Exempleada de Alligator Alcatraz parle du centre de détention : Est-il aussi terrible qu'on le dit ?

Une femme qui a travaillé quelques jours à Alligator Alcatraz a décrit ce qu'elle a vécu dans le centre de détention controversé.

Vue aérienne d'Alligator Alcatraz (i) et Exempleada qui a offert son témoignage (d)Photo © Collage Captura de Telemundo 51

Une ancienne employée du centre de détention connu sous le nom d'Alligator Alcatraz, dans les Everglades de Floride, a décrit l'endroit comme "un chenil surdimensionné" et dénoncé des conditions "inhumaines" dans le traitement des détenus.

« C'est inhumain la façon dont ils traitent leurs résidents », a affirmé Lindsey, qui a travaillé pendant une semaine dans l'établissement avant d'être renvoyée après avoir contracté le COVID.

“Ils n'ont pas de lumière solaire. Il n'y a pas d'horloge. Ils ne savent même pas quelle heure il est dans la journée. Ils n'ont pas accès à des douches. Ils se douchent tous les deux jours ou tous les quatre jours”, a-t-il raconté.

"Je pensais que ça s'améliorerait. Mais ça ne l'a tout simplement jamais fait."

Lindsey est entrée au centre le 6 juillet, selon des documents qu'elle a partagés avec Telemundo 51 et NBC6.

Elle a été engagée par GardaWorld Federal Services, une entreprise de sécurité qui gère le site sous contrat avec l'État de la Floride.

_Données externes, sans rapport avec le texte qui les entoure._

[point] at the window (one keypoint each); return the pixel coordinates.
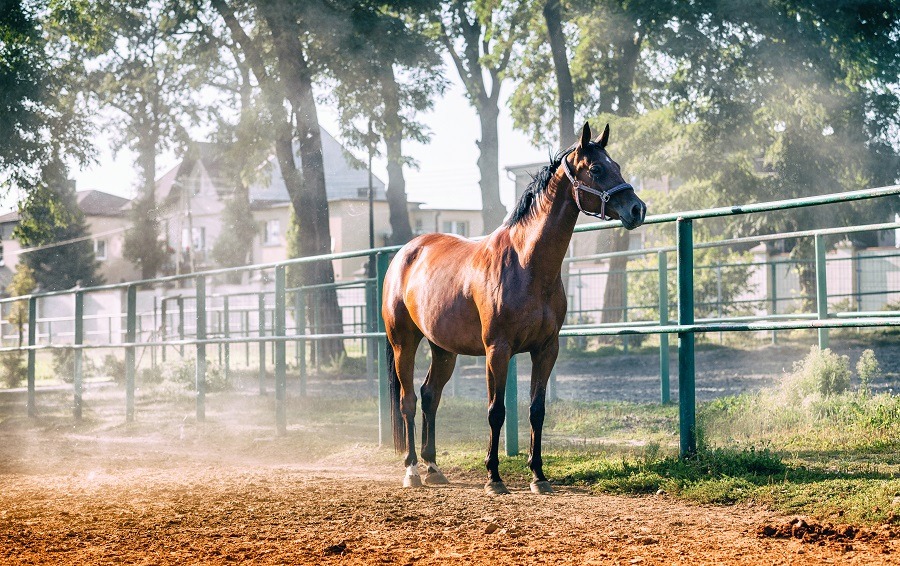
(272, 233)
(459, 227)
(197, 240)
(100, 249)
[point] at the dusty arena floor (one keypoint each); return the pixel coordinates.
(203, 493)
(167, 489)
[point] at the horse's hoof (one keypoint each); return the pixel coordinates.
(435, 477)
(412, 481)
(496, 488)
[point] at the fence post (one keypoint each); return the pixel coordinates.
(262, 344)
(821, 289)
(664, 388)
(130, 337)
(512, 407)
(686, 385)
(226, 333)
(153, 336)
(371, 326)
(180, 301)
(382, 260)
(301, 343)
(79, 340)
(625, 307)
(165, 325)
(32, 340)
(200, 376)
(280, 352)
(773, 295)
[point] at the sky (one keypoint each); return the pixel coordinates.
(448, 171)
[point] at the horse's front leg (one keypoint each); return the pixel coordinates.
(498, 356)
(442, 364)
(541, 365)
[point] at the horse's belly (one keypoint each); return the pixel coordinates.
(454, 325)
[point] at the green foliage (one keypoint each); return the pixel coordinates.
(22, 283)
(231, 248)
(12, 364)
(48, 216)
(721, 277)
(868, 370)
(184, 375)
(821, 372)
(42, 119)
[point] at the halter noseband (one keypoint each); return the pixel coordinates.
(578, 186)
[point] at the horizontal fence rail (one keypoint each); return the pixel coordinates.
(275, 317)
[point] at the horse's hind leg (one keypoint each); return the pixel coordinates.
(541, 365)
(442, 364)
(404, 358)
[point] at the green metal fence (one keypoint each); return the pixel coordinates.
(278, 335)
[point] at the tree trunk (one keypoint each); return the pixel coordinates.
(565, 90)
(614, 294)
(307, 189)
(492, 212)
(401, 231)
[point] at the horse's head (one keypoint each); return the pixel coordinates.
(597, 182)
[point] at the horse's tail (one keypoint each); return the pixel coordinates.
(397, 426)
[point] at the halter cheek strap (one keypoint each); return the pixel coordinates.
(578, 186)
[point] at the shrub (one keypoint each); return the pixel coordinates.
(868, 369)
(821, 372)
(13, 367)
(113, 367)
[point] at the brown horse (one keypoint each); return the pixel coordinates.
(496, 297)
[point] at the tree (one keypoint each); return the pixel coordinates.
(22, 283)
(53, 231)
(140, 77)
(42, 121)
(13, 363)
(480, 36)
(713, 92)
(278, 59)
(381, 44)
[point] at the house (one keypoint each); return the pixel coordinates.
(107, 223)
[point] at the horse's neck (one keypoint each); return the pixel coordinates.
(542, 241)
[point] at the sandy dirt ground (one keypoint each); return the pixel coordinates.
(206, 493)
(169, 490)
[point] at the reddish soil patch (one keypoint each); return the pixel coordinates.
(203, 493)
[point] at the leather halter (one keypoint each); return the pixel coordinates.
(578, 186)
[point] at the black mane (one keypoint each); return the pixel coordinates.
(539, 181)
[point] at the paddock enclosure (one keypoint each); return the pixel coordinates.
(199, 422)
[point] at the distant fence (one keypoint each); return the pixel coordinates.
(178, 313)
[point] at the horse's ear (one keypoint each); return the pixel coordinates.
(585, 135)
(604, 137)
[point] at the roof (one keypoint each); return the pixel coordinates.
(342, 179)
(98, 203)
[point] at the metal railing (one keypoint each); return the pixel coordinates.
(684, 325)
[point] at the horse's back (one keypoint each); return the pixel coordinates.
(427, 285)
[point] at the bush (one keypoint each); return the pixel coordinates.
(113, 367)
(868, 369)
(13, 366)
(821, 372)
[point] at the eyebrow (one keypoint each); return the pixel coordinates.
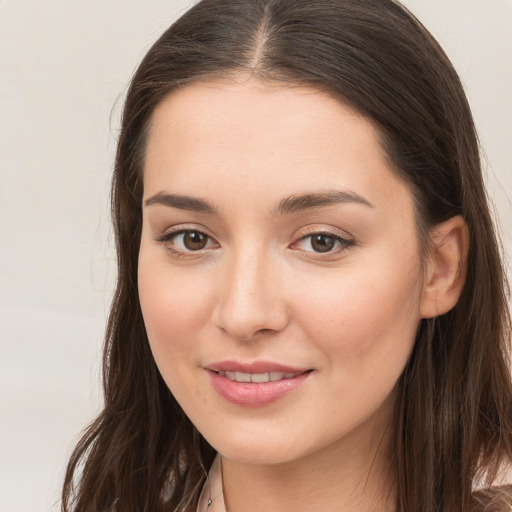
(291, 204)
(296, 203)
(182, 202)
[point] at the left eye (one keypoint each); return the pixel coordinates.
(322, 242)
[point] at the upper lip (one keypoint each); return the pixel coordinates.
(254, 367)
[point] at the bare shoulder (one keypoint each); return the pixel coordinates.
(494, 499)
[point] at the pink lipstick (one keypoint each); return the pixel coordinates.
(255, 384)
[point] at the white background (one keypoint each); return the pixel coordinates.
(64, 66)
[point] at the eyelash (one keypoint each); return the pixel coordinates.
(167, 239)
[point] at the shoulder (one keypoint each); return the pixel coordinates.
(494, 499)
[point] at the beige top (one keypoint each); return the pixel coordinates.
(212, 495)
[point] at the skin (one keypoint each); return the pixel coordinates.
(258, 290)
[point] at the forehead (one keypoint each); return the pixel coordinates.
(268, 137)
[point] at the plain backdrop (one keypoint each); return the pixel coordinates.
(64, 66)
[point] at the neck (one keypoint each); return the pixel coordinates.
(354, 474)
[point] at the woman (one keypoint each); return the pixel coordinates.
(310, 311)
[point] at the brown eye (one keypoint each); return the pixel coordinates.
(194, 240)
(322, 242)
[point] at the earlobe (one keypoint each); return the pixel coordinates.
(446, 268)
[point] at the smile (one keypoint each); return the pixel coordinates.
(257, 384)
(257, 377)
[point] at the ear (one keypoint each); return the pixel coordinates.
(445, 271)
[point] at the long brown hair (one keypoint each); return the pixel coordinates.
(453, 416)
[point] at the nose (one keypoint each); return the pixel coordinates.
(251, 299)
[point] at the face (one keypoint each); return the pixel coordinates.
(279, 275)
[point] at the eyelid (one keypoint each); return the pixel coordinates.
(344, 238)
(168, 235)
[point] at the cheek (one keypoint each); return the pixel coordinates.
(365, 311)
(175, 307)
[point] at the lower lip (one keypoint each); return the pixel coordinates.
(251, 394)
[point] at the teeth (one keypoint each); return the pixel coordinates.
(256, 377)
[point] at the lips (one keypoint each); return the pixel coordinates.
(256, 384)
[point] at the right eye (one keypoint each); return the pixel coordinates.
(187, 241)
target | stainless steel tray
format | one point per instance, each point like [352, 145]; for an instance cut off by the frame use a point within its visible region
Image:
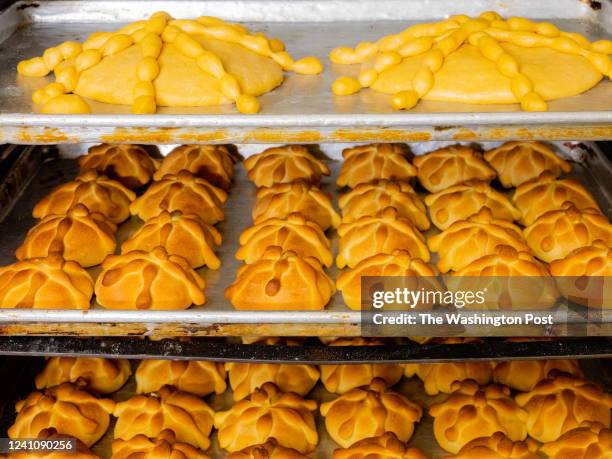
[303, 108]
[217, 316]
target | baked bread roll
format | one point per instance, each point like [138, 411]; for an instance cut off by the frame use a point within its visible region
[339, 379]
[440, 377]
[295, 233]
[245, 378]
[184, 192]
[130, 165]
[45, 283]
[385, 446]
[103, 376]
[562, 403]
[281, 281]
[280, 200]
[370, 411]
[406, 272]
[78, 235]
[366, 163]
[470, 412]
[200, 378]
[368, 198]
[66, 408]
[461, 201]
[452, 165]
[382, 233]
[285, 165]
[520, 162]
[213, 163]
[547, 193]
[187, 416]
[523, 375]
[184, 235]
[96, 192]
[268, 413]
[468, 240]
[557, 233]
[148, 280]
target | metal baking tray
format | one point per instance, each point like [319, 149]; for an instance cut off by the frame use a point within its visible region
[49, 167]
[302, 110]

En théorie, son travail en tant que "officier de corrections" consistait en des quarts de cinq jours avec deux jours de repos et un salaire de 26 dollars de l'heure, selon une publication sur LinkedIn. Mais dès le début, il a su que quelque chose n'allait pas.

«Quand je suis arrivé, c'était écrasant», a-t-il raconté.

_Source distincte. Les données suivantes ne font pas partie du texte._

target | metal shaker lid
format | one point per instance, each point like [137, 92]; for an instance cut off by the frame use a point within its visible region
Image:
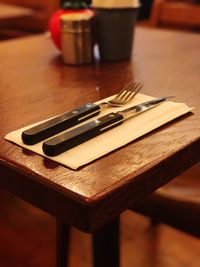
[76, 22]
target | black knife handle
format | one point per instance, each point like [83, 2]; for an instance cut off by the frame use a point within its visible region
[59, 123]
[70, 139]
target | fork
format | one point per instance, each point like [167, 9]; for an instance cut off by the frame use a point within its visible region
[66, 120]
[124, 96]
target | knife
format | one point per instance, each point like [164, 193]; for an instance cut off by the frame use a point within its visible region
[72, 138]
[59, 123]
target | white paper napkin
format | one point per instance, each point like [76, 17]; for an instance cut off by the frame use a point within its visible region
[113, 139]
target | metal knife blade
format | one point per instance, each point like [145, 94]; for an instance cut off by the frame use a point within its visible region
[59, 123]
[70, 139]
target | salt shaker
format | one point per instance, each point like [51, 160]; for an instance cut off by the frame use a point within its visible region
[76, 39]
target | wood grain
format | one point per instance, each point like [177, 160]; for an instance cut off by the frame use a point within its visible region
[36, 85]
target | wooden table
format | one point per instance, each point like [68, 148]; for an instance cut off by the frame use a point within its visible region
[36, 85]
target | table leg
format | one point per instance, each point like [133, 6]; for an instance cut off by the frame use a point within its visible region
[106, 251]
[62, 246]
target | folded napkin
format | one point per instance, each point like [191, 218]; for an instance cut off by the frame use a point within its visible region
[113, 139]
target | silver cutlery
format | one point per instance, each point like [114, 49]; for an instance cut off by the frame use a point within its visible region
[70, 139]
[66, 120]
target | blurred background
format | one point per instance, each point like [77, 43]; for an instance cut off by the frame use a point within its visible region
[27, 234]
[23, 17]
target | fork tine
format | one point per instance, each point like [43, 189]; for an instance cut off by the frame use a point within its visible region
[124, 90]
[137, 89]
[133, 90]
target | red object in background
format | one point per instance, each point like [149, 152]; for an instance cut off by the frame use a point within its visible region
[55, 26]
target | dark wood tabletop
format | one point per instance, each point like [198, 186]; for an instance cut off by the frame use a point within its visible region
[35, 85]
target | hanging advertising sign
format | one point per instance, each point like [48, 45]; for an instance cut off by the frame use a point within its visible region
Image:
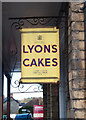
[40, 55]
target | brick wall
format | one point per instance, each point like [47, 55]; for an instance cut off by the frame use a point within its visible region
[50, 100]
[76, 61]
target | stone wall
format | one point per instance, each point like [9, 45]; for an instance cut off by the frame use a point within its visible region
[76, 61]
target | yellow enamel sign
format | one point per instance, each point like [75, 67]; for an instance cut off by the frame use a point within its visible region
[40, 55]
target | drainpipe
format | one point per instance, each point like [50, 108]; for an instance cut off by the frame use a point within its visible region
[85, 21]
[8, 96]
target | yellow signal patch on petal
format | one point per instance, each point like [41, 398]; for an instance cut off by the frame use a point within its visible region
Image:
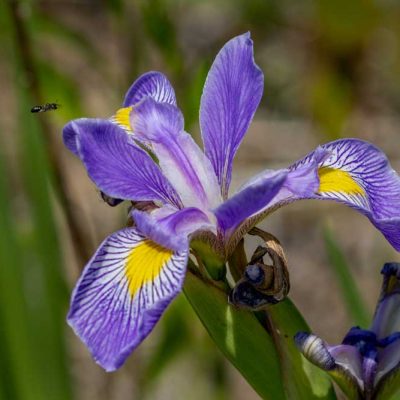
[145, 263]
[121, 117]
[336, 180]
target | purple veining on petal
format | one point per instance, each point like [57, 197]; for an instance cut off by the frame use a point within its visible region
[181, 160]
[117, 166]
[151, 84]
[250, 200]
[103, 313]
[231, 95]
[172, 228]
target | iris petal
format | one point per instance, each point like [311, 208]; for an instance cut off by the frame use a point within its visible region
[343, 362]
[181, 160]
[151, 84]
[250, 200]
[349, 171]
[171, 227]
[118, 167]
[122, 293]
[231, 95]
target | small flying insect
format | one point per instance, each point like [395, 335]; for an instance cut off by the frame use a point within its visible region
[45, 107]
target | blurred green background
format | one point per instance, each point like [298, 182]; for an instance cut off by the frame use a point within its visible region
[332, 69]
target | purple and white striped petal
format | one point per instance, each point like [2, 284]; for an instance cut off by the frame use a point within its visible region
[231, 95]
[359, 175]
[349, 171]
[117, 166]
[250, 200]
[181, 160]
[172, 228]
[122, 293]
[151, 84]
[387, 318]
[343, 362]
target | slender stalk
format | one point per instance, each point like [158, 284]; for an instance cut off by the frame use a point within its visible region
[24, 46]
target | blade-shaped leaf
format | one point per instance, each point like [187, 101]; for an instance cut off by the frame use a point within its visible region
[239, 335]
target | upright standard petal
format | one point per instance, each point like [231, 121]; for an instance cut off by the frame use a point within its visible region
[160, 126]
[231, 95]
[250, 200]
[151, 84]
[122, 293]
[117, 166]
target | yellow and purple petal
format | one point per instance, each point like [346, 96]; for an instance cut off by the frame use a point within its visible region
[350, 171]
[358, 174]
[160, 126]
[151, 84]
[231, 95]
[172, 228]
[122, 293]
[250, 200]
[116, 164]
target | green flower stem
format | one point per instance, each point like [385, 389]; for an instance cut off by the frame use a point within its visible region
[239, 336]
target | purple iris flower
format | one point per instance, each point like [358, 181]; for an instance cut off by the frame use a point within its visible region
[180, 195]
[366, 364]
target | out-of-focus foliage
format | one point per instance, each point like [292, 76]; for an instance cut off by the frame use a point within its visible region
[331, 63]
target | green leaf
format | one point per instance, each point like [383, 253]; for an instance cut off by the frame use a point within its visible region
[351, 295]
[239, 335]
[302, 380]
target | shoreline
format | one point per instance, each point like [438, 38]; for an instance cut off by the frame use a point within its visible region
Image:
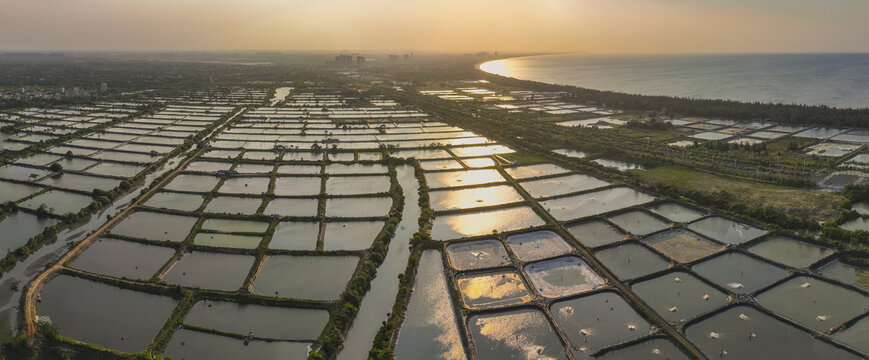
[478, 67]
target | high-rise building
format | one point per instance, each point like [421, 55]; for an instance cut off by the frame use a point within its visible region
[344, 60]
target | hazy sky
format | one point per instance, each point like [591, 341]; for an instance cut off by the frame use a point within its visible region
[599, 26]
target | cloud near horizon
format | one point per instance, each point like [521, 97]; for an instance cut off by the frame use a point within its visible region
[596, 26]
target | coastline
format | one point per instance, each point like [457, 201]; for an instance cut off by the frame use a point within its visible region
[478, 67]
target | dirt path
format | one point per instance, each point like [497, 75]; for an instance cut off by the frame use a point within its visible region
[35, 286]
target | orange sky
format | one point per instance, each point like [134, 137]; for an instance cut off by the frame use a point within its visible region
[598, 26]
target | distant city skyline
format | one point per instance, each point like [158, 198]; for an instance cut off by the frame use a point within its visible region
[595, 26]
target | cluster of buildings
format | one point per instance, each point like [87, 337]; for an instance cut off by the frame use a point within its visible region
[56, 94]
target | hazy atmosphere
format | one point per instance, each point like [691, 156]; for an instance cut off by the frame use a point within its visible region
[438, 180]
[595, 26]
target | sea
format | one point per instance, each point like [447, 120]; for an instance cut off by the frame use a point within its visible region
[836, 80]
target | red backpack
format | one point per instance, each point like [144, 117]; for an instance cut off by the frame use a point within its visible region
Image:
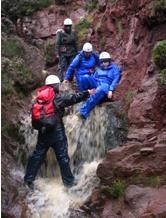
[43, 111]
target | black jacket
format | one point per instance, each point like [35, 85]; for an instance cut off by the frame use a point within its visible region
[62, 100]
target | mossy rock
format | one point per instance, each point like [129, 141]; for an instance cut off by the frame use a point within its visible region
[162, 77]
[82, 28]
[12, 47]
[157, 13]
[19, 9]
[159, 54]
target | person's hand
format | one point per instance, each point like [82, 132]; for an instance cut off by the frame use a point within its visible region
[91, 91]
[110, 94]
[91, 71]
[65, 81]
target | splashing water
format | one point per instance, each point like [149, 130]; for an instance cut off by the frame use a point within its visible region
[87, 142]
[51, 199]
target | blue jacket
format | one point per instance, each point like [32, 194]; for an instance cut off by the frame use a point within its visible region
[82, 64]
[110, 75]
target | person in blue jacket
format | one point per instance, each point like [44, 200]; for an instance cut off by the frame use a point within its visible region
[104, 80]
[84, 64]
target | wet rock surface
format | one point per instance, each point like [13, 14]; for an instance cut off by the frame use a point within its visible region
[125, 30]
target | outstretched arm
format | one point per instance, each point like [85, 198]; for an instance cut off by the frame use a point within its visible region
[67, 100]
[74, 64]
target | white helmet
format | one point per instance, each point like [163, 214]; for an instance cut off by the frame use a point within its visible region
[68, 22]
[87, 47]
[52, 79]
[104, 55]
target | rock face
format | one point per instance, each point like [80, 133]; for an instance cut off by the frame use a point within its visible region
[129, 31]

"Je pensais que ça s'améliorerait. Mais ça ne l'a jamais fait."

Son logement consistait en une remorque partagée. "Nous devions utiliser des toilettes portables. Nous n'avions pas d'eau chaude la moitié du temps. Nos toilettes étaient bouchées", a-t-il précisé.

Cependant, les conditions qui l'ont le plus marquée ne sont pas les siennes, mais celles des centaines d'immigrants détenus à l'intérieur du centre.

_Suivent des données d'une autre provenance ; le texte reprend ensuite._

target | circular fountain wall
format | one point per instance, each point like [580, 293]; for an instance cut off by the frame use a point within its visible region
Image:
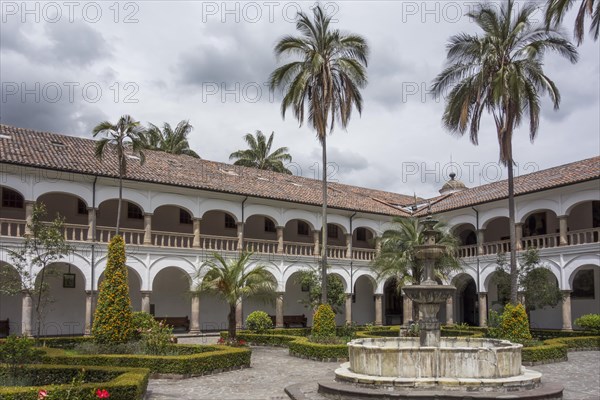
[472, 358]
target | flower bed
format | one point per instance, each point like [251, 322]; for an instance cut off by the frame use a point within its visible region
[195, 360]
[53, 380]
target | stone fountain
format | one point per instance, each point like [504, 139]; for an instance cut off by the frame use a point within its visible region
[431, 366]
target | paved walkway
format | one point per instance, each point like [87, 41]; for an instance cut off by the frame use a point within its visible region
[272, 370]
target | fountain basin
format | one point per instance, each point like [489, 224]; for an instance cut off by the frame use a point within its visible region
[464, 358]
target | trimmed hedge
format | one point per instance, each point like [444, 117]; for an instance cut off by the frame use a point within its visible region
[121, 383]
[203, 360]
[556, 349]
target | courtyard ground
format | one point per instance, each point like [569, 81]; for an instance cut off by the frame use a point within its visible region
[272, 370]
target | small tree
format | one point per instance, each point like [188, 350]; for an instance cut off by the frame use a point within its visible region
[113, 319]
[233, 280]
[536, 281]
[44, 245]
[311, 279]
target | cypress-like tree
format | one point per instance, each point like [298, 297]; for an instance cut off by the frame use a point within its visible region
[113, 317]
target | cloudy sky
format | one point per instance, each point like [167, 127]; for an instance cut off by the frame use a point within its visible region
[64, 67]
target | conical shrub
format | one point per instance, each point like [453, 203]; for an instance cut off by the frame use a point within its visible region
[113, 319]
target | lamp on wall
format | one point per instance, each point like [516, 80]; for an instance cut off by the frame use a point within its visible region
[69, 279]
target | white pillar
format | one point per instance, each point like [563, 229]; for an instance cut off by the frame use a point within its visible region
[26, 315]
[147, 229]
[482, 309]
[279, 310]
[450, 310]
[91, 223]
[195, 317]
[480, 241]
[240, 226]
[146, 301]
[28, 216]
[348, 245]
[562, 225]
[238, 315]
[378, 309]
[317, 250]
[566, 311]
[196, 223]
[519, 235]
[88, 313]
[280, 240]
[348, 308]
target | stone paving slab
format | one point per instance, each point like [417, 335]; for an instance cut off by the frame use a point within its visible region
[273, 370]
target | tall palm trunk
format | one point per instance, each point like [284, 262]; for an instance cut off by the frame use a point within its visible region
[120, 201]
[232, 322]
[511, 224]
[324, 225]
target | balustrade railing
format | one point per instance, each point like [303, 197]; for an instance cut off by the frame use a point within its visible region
[261, 246]
[170, 239]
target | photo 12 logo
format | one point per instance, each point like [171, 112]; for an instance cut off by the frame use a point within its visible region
[54, 11]
[71, 92]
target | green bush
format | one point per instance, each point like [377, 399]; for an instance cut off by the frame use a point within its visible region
[194, 359]
[514, 324]
[259, 322]
[121, 383]
[113, 319]
[589, 322]
[324, 322]
[16, 351]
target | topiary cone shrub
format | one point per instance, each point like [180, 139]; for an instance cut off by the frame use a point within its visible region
[324, 322]
[515, 324]
[113, 319]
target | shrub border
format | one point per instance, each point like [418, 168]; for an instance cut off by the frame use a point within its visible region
[213, 359]
[130, 381]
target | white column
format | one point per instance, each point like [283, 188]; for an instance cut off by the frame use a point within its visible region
[566, 311]
[196, 223]
[407, 310]
[482, 309]
[450, 310]
[195, 317]
[239, 315]
[562, 228]
[146, 301]
[91, 223]
[519, 235]
[348, 245]
[480, 241]
[348, 308]
[28, 216]
[279, 310]
[240, 236]
[280, 240]
[88, 313]
[378, 309]
[147, 229]
[317, 250]
[26, 315]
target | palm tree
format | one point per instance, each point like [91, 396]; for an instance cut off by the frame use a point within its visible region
[556, 10]
[324, 84]
[233, 280]
[169, 140]
[398, 256]
[258, 155]
[126, 133]
[500, 72]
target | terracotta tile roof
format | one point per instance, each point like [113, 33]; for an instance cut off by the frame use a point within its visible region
[75, 154]
[567, 174]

Des centaines dans des cages sans lumière ni hygiène

“Là-bas, tout semble être une chenil surdimensionné”, répéta Lindsey.

Chacune des boutiques où sont retenus les détenus, a-t-il expliqué, dispose de huit grandes cages, et chaque cage abrite entre 35 et 38 personnes.

C'est-à-dire, environ 300 personnes par magasin, beaucoup d'entre elles sans antécédents criminels. “Tout le monde là-bas n'est pas criminel”, a averti Lindsey.

« Les toilettes sont bouchées parce qu'il y a tant de gens qui les utilisent », a-t-il ajouté.

Il a également dit que les jours de pluie, l'eau entre directement dans les magasins, et que l'humidité constante, le surpeuplement et les moustiques font partie du quotidien.

“Les conditions sont misérables”, a-t-il souligné.

«Ces personnes restent humaines. Ils ont été arrachés à leur moyen de subsistance. Ils ont peur. Ils ne parlent pas notre langue», a-t-il ajouté.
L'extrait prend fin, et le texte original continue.